十天后, 秦恬恢復課程。
如果說以前護士課程對她來說是可有可無的消磨時間的東西, 那現在她則不由自主的開始認真對待。
畢竟這玩意兒,是真的有用。
相比以前來了就上課,上完課就走, 她開始慢慢回憶自己高三上課的感覺,預習, 聽課,記錄不懂的, 然后下課后, 就去圍著老師問。
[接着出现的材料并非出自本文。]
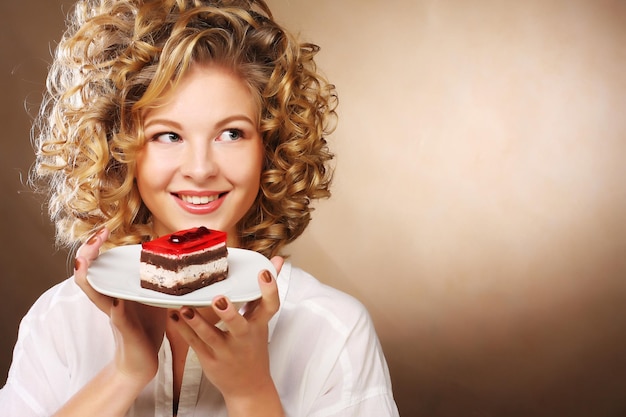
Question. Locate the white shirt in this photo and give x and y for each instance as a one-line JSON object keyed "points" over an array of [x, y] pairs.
{"points": [[325, 357]]}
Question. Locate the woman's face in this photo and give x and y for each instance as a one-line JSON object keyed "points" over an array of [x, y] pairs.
{"points": [[202, 161]]}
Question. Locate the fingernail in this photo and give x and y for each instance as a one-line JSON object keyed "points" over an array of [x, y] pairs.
{"points": [[221, 304], [188, 313]]}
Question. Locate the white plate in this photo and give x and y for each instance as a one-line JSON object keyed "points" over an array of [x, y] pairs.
{"points": [[116, 273]]}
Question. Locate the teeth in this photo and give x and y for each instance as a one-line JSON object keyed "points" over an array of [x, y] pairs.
{"points": [[195, 199]]}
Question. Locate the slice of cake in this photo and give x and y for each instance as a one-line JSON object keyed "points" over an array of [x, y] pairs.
{"points": [[185, 261]]}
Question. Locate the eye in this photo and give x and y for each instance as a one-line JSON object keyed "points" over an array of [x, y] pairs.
{"points": [[167, 137], [230, 135]]}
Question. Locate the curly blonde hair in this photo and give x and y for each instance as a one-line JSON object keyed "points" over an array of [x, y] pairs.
{"points": [[117, 58]]}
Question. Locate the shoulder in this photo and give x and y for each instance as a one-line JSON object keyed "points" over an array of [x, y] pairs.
{"points": [[307, 297], [64, 305]]}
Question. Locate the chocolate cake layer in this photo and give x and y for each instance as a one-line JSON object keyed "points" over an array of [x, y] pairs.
{"points": [[172, 264]]}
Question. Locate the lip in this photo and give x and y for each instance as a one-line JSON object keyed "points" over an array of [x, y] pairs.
{"points": [[199, 209]]}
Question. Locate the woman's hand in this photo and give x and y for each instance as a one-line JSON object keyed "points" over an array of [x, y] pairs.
{"points": [[236, 361], [138, 329]]}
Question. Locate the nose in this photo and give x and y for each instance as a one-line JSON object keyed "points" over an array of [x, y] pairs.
{"points": [[198, 161]]}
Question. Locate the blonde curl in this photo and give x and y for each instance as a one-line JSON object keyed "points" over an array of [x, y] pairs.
{"points": [[118, 58]]}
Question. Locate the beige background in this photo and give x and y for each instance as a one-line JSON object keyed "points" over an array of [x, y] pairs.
{"points": [[479, 208]]}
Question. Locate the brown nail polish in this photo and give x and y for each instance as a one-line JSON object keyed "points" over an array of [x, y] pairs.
{"points": [[221, 304], [188, 313]]}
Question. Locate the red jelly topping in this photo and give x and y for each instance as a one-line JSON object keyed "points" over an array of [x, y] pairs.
{"points": [[185, 241]]}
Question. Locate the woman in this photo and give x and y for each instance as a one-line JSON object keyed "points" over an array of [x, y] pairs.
{"points": [[166, 115]]}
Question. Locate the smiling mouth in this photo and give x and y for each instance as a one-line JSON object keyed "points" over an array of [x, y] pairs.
{"points": [[199, 200]]}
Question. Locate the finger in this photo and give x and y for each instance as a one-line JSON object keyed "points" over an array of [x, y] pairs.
{"points": [[230, 316], [270, 302], [101, 301], [197, 332], [91, 249]]}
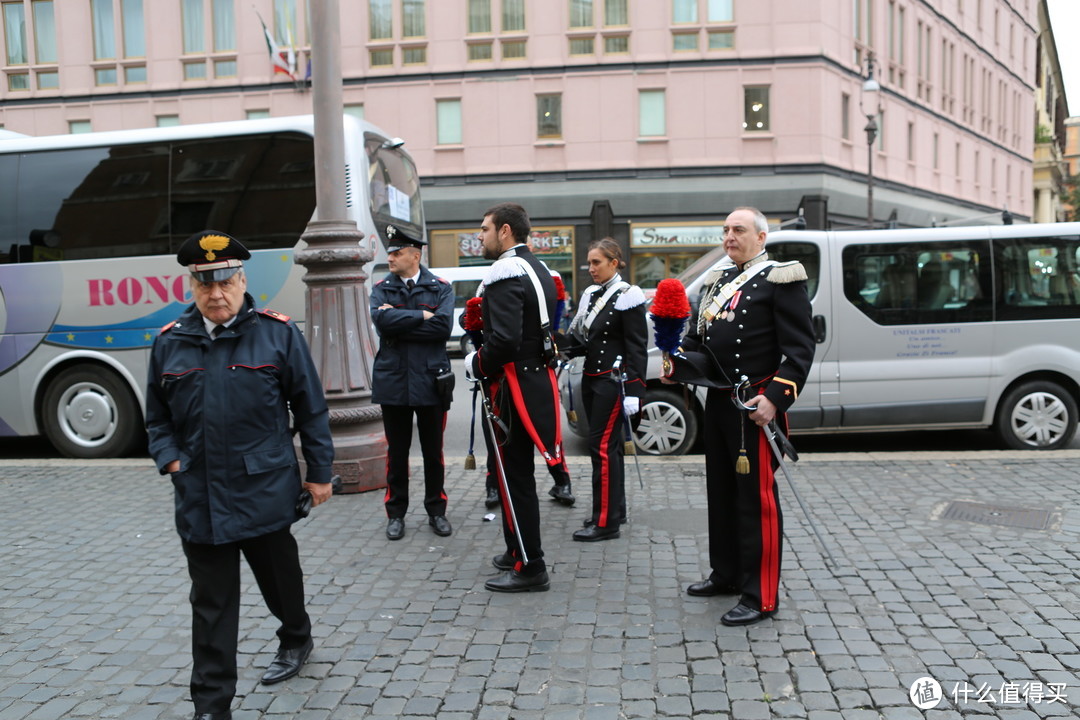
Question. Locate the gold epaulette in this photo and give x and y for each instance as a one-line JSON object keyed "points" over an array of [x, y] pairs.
{"points": [[787, 272]]}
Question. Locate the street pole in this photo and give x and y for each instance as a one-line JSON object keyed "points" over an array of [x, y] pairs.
{"points": [[337, 322], [871, 136]]}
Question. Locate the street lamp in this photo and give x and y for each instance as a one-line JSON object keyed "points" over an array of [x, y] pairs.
{"points": [[869, 98]]}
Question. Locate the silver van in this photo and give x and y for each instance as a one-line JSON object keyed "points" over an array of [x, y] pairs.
{"points": [[929, 328]]}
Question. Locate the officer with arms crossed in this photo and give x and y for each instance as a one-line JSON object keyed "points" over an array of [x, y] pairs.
{"points": [[412, 311], [754, 320], [521, 385], [221, 382]]}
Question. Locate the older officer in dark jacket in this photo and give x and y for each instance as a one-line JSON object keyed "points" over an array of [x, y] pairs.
{"points": [[221, 382], [754, 320], [412, 311], [514, 366]]}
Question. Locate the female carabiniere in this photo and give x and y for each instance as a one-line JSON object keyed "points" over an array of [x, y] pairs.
{"points": [[610, 331]]}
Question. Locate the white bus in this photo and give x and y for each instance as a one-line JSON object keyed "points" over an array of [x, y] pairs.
{"points": [[89, 229]]}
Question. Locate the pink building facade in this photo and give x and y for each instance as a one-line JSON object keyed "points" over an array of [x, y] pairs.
{"points": [[645, 120]]}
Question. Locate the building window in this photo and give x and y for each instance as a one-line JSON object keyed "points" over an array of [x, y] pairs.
{"points": [[480, 51], [513, 15], [720, 11], [582, 45], [132, 35], [581, 13], [651, 113], [380, 19], [284, 23], [684, 11], [685, 41], [413, 18], [863, 26], [721, 40], [616, 44], [382, 57], [448, 121], [513, 50], [480, 16], [549, 116], [845, 116], [756, 109], [616, 13]]}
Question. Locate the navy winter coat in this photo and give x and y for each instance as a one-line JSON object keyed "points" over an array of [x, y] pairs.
{"points": [[221, 408], [412, 350]]}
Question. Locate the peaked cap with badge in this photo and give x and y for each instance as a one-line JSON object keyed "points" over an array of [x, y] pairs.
{"points": [[399, 240], [212, 256]]}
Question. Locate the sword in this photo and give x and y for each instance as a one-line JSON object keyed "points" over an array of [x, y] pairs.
{"points": [[494, 420], [629, 447], [771, 432]]}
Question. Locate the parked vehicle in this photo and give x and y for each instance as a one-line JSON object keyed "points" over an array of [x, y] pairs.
{"points": [[929, 328]]}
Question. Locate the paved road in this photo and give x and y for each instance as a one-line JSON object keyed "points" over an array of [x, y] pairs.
{"points": [[94, 617]]}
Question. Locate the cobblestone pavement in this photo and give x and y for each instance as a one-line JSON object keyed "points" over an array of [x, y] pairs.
{"points": [[94, 621]]}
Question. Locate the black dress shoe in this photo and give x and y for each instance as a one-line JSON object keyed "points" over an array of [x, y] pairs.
{"points": [[595, 532], [287, 663], [515, 582], [562, 493], [440, 525], [707, 588], [742, 614]]}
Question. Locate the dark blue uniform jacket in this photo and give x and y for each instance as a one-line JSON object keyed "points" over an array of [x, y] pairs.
{"points": [[221, 407], [412, 350]]}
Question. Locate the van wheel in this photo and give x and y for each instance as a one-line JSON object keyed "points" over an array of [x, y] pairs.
{"points": [[667, 425], [90, 412], [1037, 416]]}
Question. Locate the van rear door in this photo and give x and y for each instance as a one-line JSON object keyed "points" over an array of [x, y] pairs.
{"points": [[914, 329]]}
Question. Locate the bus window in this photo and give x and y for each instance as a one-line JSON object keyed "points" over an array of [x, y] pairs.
{"points": [[394, 187]]}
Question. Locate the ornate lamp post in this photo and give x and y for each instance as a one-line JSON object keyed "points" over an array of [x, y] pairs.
{"points": [[338, 326], [869, 99]]}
直到這個時候她才體會到西方學習的風氣,原來老師每天下課后在吃飯前的半個小時都會在教室里答疑解難,而且每次都無法滿足所有圍堵她的學生, 于是很多家住的遠的就會把問題記錄在本子上, 讓老師帶回家去,然后第二天來取。
秦恬第一次遇到這樣的情況時很是感慨了一番, 想想以后在中國的那些個培訓班, 交了學費進教室睡覺,現在可真是一個洗禮一樣的經歷啊。
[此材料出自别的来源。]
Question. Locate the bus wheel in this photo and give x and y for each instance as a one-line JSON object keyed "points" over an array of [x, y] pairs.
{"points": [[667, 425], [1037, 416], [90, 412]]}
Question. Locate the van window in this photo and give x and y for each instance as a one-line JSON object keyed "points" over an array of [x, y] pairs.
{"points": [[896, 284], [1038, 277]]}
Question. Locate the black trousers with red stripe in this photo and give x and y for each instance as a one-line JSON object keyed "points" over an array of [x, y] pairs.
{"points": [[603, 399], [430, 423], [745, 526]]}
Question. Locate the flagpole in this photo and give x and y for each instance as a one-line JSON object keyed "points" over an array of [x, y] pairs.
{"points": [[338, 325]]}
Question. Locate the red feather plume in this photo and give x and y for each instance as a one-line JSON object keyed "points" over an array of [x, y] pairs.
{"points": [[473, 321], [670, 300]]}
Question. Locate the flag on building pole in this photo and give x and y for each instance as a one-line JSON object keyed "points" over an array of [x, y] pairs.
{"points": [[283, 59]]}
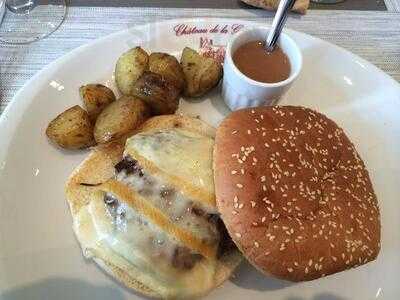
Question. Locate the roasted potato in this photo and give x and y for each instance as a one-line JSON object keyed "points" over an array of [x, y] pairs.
{"points": [[95, 98], [168, 67], [161, 96], [71, 129], [130, 66], [120, 118], [201, 73]]}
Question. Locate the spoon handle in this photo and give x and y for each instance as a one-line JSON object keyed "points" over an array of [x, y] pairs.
{"points": [[278, 23]]}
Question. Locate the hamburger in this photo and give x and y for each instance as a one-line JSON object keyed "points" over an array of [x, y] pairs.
{"points": [[294, 193], [145, 210]]}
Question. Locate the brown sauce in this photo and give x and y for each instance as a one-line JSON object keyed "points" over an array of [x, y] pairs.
{"points": [[256, 63]]}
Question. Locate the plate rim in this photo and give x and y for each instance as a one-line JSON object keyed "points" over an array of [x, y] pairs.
{"points": [[13, 112], [12, 104]]}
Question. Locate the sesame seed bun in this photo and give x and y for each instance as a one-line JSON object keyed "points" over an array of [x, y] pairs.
{"points": [[294, 193]]}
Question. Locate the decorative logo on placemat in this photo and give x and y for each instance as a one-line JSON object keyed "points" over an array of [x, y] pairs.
{"points": [[212, 40]]}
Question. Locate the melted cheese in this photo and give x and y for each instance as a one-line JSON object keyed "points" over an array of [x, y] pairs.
{"points": [[128, 248], [180, 153]]}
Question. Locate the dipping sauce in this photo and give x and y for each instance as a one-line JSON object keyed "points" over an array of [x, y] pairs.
{"points": [[256, 63]]}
當然期間,她和不少女孩“不打不相識”,其中就有同住第七區的愛倫娜,她們因為一點小疑惑在老師那兒爭論了起來, 老師看她們掐架似乎很開心,讓她們自己找出答案來。
秦恬本人不是很喜歡爭論的人,經常別人嗓門一響她就口頭妥協了, 心里堅持自個兒的,可是不幸的是,當她在教室里口頭妥協后,在回家的路上,竟然發現那跟自己吵的最兇的妞兒也在車上!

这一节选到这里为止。